14/1825 WAO, 14/4798 WAO, 16/428 WAO
Centrale Raad van Beroep
Enkelvoudige kamer
Uitspraak op het hoger beroep tegen de uitspraken van de rechtbank Amsterdam van
28 februari 2014, 13/4387 (aangevallen uitspraak 1) en 9 juli 2014 (14/556) (aangevallen uitspraak 2)
Partijen:
[Appellant] te [woonplaats], Marokko (appellant)
de Raad van bestuur van het Uitvoeringsinstituut werknemersverzekeringen (Uwv)
Datum uitspraak: 10 juni 2016
PROCESVERLOOP
In zaak 14/1825 WIA:
Appellant heeft hoger beroep ingesteld.
Het Uwv heeft een verweerschrift ingediend.
Desgevraagd heeft het Uwv een nader stuk ingediend.
In zaak 14/4798 WIA:
Appellant heeft hoger beroep ingesteld.
Het Uwv heeft een verweerschrift ingediend.
Het onderzoek ter zitting in beide zaken heeft plaatsgevonden op 10 april 2015. Appellant is niet verschenen. Het Uwv heeft zich laten vertegenwoordigen door A. Anandbahadoer.
De Raad heeft het onderzoek geschorst.
Het Uwv heeft desgevraagd op 15 april 2015 een reactie en nadere stukken ingediend.
Appellant heeft op 28 juli 2015 een reactie en nadere nadere stukken ingediend.
Het Uwv heeft een nieuwe beslissing op bezwaar van 18 januari 2016 overgelegd.

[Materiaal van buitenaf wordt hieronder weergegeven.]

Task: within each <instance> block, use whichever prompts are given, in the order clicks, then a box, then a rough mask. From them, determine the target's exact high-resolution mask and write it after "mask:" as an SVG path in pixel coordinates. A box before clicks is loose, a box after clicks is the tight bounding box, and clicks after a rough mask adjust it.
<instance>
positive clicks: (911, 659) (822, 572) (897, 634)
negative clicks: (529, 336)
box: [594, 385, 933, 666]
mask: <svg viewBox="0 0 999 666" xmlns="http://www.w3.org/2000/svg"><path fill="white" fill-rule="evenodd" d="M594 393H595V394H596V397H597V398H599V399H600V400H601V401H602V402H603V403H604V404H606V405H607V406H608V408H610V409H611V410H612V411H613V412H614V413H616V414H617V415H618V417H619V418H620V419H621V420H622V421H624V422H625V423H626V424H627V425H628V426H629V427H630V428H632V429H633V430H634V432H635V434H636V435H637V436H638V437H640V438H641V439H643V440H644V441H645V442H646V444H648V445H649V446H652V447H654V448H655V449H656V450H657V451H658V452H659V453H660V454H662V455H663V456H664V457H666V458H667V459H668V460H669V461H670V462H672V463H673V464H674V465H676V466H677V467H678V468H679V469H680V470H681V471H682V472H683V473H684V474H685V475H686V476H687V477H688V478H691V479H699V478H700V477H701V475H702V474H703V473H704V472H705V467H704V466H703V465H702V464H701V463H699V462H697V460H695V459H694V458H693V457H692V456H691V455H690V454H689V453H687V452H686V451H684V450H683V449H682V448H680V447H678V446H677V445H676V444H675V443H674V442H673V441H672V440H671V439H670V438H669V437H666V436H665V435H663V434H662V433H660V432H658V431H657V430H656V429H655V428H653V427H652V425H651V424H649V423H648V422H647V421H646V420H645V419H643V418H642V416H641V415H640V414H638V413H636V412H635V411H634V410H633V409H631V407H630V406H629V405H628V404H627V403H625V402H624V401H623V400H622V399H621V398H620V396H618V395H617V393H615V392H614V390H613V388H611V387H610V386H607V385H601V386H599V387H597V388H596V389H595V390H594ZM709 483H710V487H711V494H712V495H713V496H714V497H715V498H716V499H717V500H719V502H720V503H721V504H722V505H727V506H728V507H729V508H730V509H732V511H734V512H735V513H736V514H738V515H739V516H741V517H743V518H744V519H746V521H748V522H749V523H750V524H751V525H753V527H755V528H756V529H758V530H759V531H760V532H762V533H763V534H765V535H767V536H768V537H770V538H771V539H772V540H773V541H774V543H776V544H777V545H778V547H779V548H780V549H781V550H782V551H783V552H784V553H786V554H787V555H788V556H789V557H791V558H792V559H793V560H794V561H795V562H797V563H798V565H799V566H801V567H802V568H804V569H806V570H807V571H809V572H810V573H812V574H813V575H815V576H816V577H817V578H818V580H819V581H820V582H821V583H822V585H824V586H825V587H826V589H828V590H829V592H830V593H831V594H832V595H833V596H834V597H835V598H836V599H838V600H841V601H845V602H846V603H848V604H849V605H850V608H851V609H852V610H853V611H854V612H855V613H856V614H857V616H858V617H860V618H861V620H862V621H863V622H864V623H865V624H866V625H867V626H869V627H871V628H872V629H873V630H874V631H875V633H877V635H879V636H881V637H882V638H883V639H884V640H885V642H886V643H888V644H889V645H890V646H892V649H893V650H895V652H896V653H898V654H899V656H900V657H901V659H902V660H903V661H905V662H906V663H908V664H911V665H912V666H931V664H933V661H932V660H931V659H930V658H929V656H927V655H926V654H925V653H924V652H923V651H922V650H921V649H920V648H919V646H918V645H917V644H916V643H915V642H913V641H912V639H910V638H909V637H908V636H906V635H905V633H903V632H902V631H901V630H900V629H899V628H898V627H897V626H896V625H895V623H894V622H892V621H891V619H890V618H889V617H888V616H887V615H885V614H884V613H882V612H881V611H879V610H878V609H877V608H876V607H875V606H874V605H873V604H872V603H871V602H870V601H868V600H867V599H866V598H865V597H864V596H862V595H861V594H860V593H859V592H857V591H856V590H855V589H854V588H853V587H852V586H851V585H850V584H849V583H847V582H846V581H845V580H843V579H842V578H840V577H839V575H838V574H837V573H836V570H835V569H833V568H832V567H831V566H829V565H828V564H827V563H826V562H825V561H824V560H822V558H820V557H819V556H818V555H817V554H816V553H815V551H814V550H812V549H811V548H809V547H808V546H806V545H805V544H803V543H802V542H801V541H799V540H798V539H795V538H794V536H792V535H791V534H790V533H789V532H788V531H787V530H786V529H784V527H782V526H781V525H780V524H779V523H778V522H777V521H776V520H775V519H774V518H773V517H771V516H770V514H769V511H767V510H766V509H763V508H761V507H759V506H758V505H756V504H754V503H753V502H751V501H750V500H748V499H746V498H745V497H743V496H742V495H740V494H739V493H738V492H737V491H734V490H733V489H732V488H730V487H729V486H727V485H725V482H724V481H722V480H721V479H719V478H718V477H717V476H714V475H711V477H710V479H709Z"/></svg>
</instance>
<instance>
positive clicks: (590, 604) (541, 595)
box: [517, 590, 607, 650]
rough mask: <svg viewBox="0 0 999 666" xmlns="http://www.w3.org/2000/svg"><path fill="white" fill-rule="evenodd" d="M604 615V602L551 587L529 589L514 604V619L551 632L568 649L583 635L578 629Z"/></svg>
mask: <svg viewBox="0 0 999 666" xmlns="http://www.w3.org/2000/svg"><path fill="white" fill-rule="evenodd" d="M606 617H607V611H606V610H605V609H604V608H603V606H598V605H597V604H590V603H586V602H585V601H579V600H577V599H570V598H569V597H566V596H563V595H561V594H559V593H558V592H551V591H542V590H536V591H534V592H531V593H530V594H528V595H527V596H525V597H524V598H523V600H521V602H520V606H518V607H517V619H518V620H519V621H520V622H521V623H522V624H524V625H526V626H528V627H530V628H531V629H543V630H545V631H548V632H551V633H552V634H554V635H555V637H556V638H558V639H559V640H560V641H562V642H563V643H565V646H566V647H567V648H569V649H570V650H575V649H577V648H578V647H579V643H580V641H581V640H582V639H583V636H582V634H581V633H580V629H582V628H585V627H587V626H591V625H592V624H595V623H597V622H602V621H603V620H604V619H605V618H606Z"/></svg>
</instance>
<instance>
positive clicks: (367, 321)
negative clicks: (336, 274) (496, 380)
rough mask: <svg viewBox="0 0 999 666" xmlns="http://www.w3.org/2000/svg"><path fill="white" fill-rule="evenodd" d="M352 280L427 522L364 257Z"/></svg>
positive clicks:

Het onderzoek ter zitting is voortgezet op 29 april 2016. Appellant is niet verschenen. Het Uwv heeft zich laten vertegenwoordigen door F.M.J. Eijmael.

OVERWEGINGEN

In zaak 14/1825:
1.1.
Bij brief van 4 december 2012 heeft appellant een aanvraag gedaan voor een uitkering op grond van de Wet op de arbeidsongeschiktheidsverzekering (WAO). Appellant heeft het Uwv te kennen gegeven dat hij in Nederland heeft gewerkt en uit dien hoofde verzekerd was, dat hij sinds 1991 ziek is en beschikt over verklaringen van de Caisse Nationale de Securité Sociale (CNNS).
1.2.
Bij brief van 14 december 2012 heeft het Uwv appellant meegedeeld dat hem op basis van de beschikbare informatie geen WAO-uitkering kan worden toegekend. Het Uwv heeft appellant in de gelegenheid gesteld zijn zienswijze naar voren te brengen en eventueel aanvullende informatie die voor de beoordeling van zijn aanvraag van belang kan zijn toe te zenden. Daarop heeft appellant het Uwv doen toekomen:
- een kopie van een op 14 september 1993 uitgegeven paspoort;
- door zijn toenmalige werkgever opgestelde loonstroken over de periode januari 1991 tot en met maart 1991;
- een brief van zijn toenmalige werkgever van 11 april 1991, waaruit blijkt dat het dienstverband met deze werkgever op 17 april 1991 werd beëindigd;
- een brief van de voormalige Bedrijfsvereniging voor Detailhandel, Ambachten en Huisvrouwen (DETAM) van 14 april 1992 inzake een ziekmelding met ingang van 29 maart 1991;
- een verklaring, volgens welke hij tot 15 augustus 1991 bij verblijf in Marokko ten laste van CNNS aanspraak kon maken op vergoeding van kosten van geneeskundige behandeling;
- een brief van DETAM van 5 november 1991 waarin appellant in verband met zijn ziekmelding met ingang van 29 maart 1991 wordt opgedragen zich voor controle te melden bij CNSS en waarbij hem voorts wordt meegedeeld zich in geval van voortduring van zijn ziekte op 25 november 1991 voor een verzekeringsgeneeskundig onderzoek in Rotterdam te melden;
- een niet van een nadere toelichting voorziene brief van 13 november 2000 van
dr. El Bekkay, echographiste.
1.3.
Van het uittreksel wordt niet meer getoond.